Personally, I don’t drink when I bowl. Bitter will tell you that I take my bowling very seriously. It’s a family thing. I learned to bowl from my mother and grandmother. I even have a big trophy in my living room I won with my mother. I think I cracked 200 in the only game I’ve ever bowled with Bitter, and I hadn’t bowled for a while. I sometimes miss it, but just don’t have the time. But I have been bowling several times since I started carrying, and I don’t find it to be a particular challenge.
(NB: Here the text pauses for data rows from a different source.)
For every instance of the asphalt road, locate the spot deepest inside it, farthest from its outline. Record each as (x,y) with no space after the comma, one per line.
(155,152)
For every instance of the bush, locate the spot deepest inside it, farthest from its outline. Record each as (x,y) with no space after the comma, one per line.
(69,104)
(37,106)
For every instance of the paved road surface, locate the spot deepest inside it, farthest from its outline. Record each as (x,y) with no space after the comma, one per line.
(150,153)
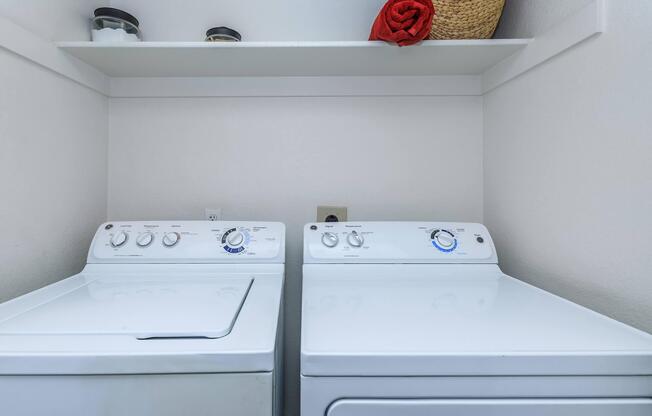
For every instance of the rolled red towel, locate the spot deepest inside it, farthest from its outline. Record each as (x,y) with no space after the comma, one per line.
(404,22)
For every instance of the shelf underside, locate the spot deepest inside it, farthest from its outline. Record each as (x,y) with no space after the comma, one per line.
(279,59)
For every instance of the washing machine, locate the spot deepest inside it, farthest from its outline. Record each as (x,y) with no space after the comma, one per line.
(416,319)
(166,318)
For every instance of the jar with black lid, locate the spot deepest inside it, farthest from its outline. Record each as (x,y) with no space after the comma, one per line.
(115,25)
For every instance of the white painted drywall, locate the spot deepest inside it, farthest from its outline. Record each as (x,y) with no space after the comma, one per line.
(568,179)
(529,18)
(259,20)
(53,174)
(386,158)
(53,20)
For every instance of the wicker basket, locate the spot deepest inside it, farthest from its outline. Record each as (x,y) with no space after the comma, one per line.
(466,19)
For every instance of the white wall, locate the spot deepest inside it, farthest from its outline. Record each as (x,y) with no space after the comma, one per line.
(53,20)
(386,158)
(568,183)
(260,20)
(53,173)
(529,18)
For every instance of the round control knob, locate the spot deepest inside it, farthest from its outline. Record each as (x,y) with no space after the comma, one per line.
(145,240)
(330,239)
(355,239)
(235,239)
(444,239)
(119,239)
(171,239)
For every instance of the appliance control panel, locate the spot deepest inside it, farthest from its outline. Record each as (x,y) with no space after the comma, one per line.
(188,242)
(398,242)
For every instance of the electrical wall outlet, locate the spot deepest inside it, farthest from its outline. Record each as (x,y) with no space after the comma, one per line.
(213,214)
(331,214)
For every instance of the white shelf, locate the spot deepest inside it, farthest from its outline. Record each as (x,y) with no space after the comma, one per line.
(289,59)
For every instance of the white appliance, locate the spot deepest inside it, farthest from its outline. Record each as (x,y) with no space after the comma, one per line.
(167,318)
(417,319)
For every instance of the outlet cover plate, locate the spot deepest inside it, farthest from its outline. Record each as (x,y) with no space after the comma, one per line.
(324,212)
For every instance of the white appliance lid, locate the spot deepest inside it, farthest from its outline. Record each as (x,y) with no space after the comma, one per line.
(454,320)
(146,307)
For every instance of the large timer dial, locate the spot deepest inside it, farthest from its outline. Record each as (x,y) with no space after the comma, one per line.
(234,240)
(443,240)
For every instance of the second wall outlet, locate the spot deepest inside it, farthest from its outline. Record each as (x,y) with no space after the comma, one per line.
(331,214)
(213,214)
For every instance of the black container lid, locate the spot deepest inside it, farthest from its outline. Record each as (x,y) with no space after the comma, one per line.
(116,13)
(223,30)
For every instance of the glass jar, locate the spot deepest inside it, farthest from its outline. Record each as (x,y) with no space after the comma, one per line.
(222,34)
(114,25)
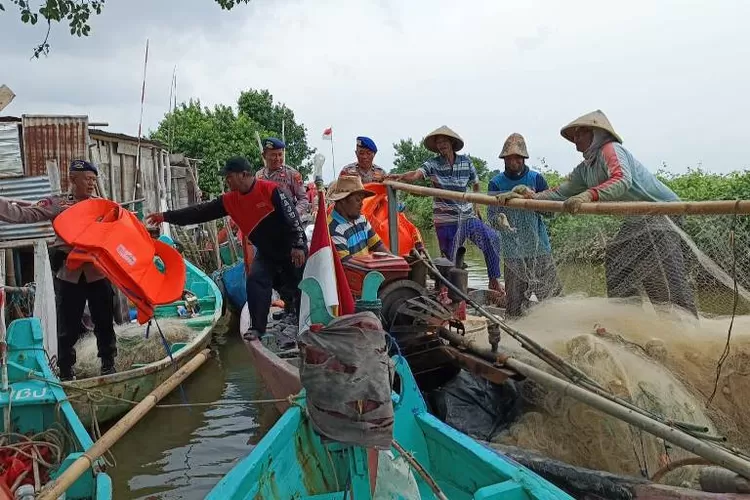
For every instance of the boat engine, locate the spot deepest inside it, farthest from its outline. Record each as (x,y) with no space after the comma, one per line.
(414,313)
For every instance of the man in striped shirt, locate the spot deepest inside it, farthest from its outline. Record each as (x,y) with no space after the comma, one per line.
(351,233)
(455,221)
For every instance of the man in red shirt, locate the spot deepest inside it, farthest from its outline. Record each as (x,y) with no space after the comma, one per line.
(264,213)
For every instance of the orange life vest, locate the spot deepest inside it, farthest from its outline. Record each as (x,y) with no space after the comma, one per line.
(375,210)
(117,243)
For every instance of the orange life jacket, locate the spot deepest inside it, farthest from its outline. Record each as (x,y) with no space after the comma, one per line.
(117,243)
(375,210)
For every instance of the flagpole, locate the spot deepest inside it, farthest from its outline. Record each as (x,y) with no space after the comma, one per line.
(333,157)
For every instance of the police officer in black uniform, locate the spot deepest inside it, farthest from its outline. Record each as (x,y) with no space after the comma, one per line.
(73,288)
(266,214)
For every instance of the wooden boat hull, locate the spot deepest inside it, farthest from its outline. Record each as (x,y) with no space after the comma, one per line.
(282,380)
(313,469)
(37,404)
(110,396)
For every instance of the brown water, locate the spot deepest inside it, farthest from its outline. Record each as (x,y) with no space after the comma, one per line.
(181,454)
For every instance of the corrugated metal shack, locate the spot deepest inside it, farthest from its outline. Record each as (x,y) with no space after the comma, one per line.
(36,150)
(32,145)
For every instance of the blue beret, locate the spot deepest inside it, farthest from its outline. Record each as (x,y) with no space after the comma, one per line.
(236,164)
(82,166)
(272,143)
(367,143)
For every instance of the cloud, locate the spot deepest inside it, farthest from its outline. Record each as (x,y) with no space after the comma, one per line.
(669,75)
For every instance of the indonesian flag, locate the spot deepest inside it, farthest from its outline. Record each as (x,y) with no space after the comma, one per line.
(324,266)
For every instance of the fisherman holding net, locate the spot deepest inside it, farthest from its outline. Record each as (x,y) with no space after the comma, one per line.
(647,250)
(456,220)
(350,231)
(365,167)
(527,255)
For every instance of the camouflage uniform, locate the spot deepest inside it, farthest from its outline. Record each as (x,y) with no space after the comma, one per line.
(290,182)
(20,214)
(365,175)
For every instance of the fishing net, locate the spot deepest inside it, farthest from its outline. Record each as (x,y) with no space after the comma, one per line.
(132,346)
(348,377)
(644,305)
(44,299)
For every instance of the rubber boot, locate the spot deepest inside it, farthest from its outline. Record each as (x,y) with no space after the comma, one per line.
(67,374)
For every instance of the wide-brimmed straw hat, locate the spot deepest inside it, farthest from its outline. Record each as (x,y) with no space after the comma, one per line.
(345,186)
(595,119)
(514,145)
(429,141)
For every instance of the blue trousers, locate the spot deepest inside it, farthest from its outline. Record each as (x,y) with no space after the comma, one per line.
(452,236)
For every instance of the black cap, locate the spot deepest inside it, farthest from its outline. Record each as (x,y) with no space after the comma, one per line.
(236,164)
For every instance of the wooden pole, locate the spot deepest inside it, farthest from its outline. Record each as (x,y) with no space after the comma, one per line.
(594,208)
(83,463)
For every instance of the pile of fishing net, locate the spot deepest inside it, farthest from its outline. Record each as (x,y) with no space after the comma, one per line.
(132,346)
(664,363)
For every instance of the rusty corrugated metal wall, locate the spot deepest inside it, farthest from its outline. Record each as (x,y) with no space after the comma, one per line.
(30,189)
(10,150)
(59,138)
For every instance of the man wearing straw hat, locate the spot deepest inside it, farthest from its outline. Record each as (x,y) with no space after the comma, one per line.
(351,233)
(528,267)
(647,250)
(456,220)
(364,166)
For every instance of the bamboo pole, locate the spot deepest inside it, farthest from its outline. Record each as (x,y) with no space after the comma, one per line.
(593,208)
(82,464)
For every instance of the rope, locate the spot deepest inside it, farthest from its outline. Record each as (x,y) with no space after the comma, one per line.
(736,296)
(97,395)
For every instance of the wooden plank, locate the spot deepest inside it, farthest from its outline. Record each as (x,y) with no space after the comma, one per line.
(507,490)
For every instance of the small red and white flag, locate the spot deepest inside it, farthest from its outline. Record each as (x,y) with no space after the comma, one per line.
(324,266)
Either way, the story Joan links to tells the tale of a man who hit his pocket revolver with a bowling ball in it went off. To our opponents, guns are just bad, you see. There’s no way to do anything with them that’s responsible, especially not carry them. If you carry a gun you are being reckless. That’s just all there is to it. They regularly point to “trained” people who also do stupid things. What they don’t accept, and will never accept, is that there are people on this planet to revel in ignorance, and that no amount of training will relieve them of. To our opponents that means no one should carry, but how is that any way to run a free society? By that standard, we should absolutely, positively never give anyone a license to operate a motor vehicle on public roads. Just today, Bitter and I were on our way to a meeting, and noticed a guy swerving wildly on the road. I figured it might be a drunk, but upon very cautiously passing him, we noticed he was reading a magazine — literally staring down at a magazine he had propped open on the steering wheel. At that point we both were so very glad that our state legislators, in their infinite wisdom, chose to protect the public from the dangers of texting while driving. What Joan Peterson wants is the same kind of “every problem is a nail that requires the hammer of legislation,” that lead to our legislators trying to outlaw a symptom of “some people are morons and there’s just not a whole hell of a lot you can do about it.”